O Polaku zrobiło się głośno. "The Guardian" umieścił go wśród największych talentów urodzonych w 2003 roku, a jego losy miała śledzić nawet Barcelona. Zamiast katalońskiego klubu zgłosiła się Genoa, która rok temu podpisała z nim pięcioletni kontrakt. Wisła nie zarobiła na nim ani złotówki, bo piłkarzowi wygasła umowa. Rozstanie z Wisłą było bardzo burzliwe.
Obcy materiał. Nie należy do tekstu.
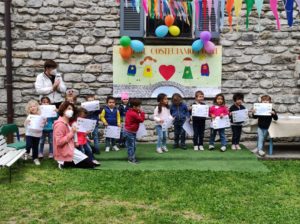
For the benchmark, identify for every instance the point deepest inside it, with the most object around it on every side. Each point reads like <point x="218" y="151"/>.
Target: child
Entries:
<point x="161" y="114"/>
<point x="123" y="108"/>
<point x="134" y="117"/>
<point x="264" y="123"/>
<point x="180" y="113"/>
<point x="47" y="131"/>
<point x="82" y="140"/>
<point x="198" y="123"/>
<point x="236" y="128"/>
<point x="32" y="135"/>
<point x="110" y="115"/>
<point x="218" y="110"/>
<point x="94" y="115"/>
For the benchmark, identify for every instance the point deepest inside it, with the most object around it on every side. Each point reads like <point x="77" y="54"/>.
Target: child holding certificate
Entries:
<point x="220" y="110"/>
<point x="33" y="134"/>
<point x="180" y="113"/>
<point x="264" y="123"/>
<point x="162" y="118"/>
<point x="236" y="127"/>
<point x="110" y="116"/>
<point x="198" y="123"/>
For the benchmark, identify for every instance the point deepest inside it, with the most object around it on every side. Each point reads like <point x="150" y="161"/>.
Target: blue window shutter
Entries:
<point x="131" y="23"/>
<point x="202" y="25"/>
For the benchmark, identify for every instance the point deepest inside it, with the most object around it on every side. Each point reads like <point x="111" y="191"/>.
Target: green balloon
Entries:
<point x="125" y="41"/>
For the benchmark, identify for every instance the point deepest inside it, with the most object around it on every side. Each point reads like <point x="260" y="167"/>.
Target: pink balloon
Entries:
<point x="205" y="36"/>
<point x="209" y="47"/>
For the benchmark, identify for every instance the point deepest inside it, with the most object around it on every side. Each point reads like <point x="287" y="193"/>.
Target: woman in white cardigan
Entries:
<point x="50" y="83"/>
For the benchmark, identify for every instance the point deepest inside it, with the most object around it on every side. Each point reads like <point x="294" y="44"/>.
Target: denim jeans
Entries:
<point x="32" y="143"/>
<point x="261" y="136"/>
<point x="213" y="133"/>
<point x="96" y="139"/>
<point x="236" y="134"/>
<point x="43" y="140"/>
<point x="110" y="142"/>
<point x="130" y="141"/>
<point x="161" y="137"/>
<point x="86" y="149"/>
<point x="179" y="133"/>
W Genoi Buksa nie przebił się do pierwszego składu. Dlatego odszedł na wypożyczenie do belgijskiego Oud-Heverlee Leuven. Tam na razie też nie wywalczył miejsca w pierwszej jedenastce. Rytm meczowy utrzymuje dzięki występom w rezerwach. Kilka dni temu w meczu na poziomie 3. ligi belgijskiej strzelił nieprawdopodobnego gola. Dostał piłkę w kole środkowym na połowie rywala i… uderzył na bramkę. Piłka leciała długo, ale bramkarz będący na wykroku nie zdołał jej sięgnąć i ta wpadła do siatki. To pierwszy gol Buksy dla rezerw Oud-Heverlee Leuven. Niestety dla jego zespołu był to gol jedynie honorowy, bo drużyna Polaka przegrała z RFC Luettich 1:4. Gola Buksy można obejrzeć na poniższym filmie, od 1:40.
Co ciekawe, podobne wejście Buksa miał do Genoi. W meczu towarzyskim z Mainz (2:3) strzelił bardzo ładnego gola głową.